Authors: Zijun Wu, Yongkang Wu, Lili Mou

ICLR 2024 | Conference PDF | Archive PDF | Plain Text | LLM Run Details

Reproducibility Variable Result LLM Response
Research Type Experimental Experimental results confirm the effectiveness of our method, showing that task semantics in continuous prompts can be generalized across various language models. Moreover, we find that combining task semantics from multiple source models can further enhance the performance of transfer.1
Researcher Affiliation Collaboration Zijun Wu1, Yongkang Wu2, Lili Mou1,3 1Dept. Computing Science & Alberta Machine Intelligence Institute (Amii), University of Alberta 2Huawei Poisson Lab 3Canada CIFAR AI Chair
Pseudocode No The paper describes its methods using prose and mathematical equations but does not include any explicit pseudocode or algorithm blocks.
Open Source Code Yes 1Our code is available at https://github.com/MANGA-UOFA/PTfer
Open Datasets Yes We utilized a widely used factual probing dataset, LAMA (Petroni et al., 2019), to evaluate the effectiveness of our continuous prompt transfer approach. We followed recent factual probing studies (Shin et al., 2020; Zhong et al., 2021) that focus on the TREx split of LAMA.
Dataset Splits No The paper mentions running 'validation on target models' and choosing projectors with 'highest validation performance', but does not provide specific details on the train/validation/test splits, such as percentages or sample counts for the LAMA dataset.
Hardware Specification No The paper does not provide specific details about the hardware used for experiments, such as GPU/CPU models, memory, or cloud computing specifications.
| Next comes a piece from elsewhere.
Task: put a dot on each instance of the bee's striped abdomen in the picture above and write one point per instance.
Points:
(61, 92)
Software Dependencies No The paper does not provide specific software dependency versions (e.g., Python, PyTorch, TensorFlow versions or specific library versions).
Experiment Setup Yes In the main experiments, we set the default number of prompt embeddings m to 5, and the number of anchors k to 8192. We trained the neural network with 10 epochs using the Adam optimizer (Kingma & Ba, 2014). The learning rate was 5e-3 and the batch size was 16. The hidden dimension of this two-layer neural network was 768.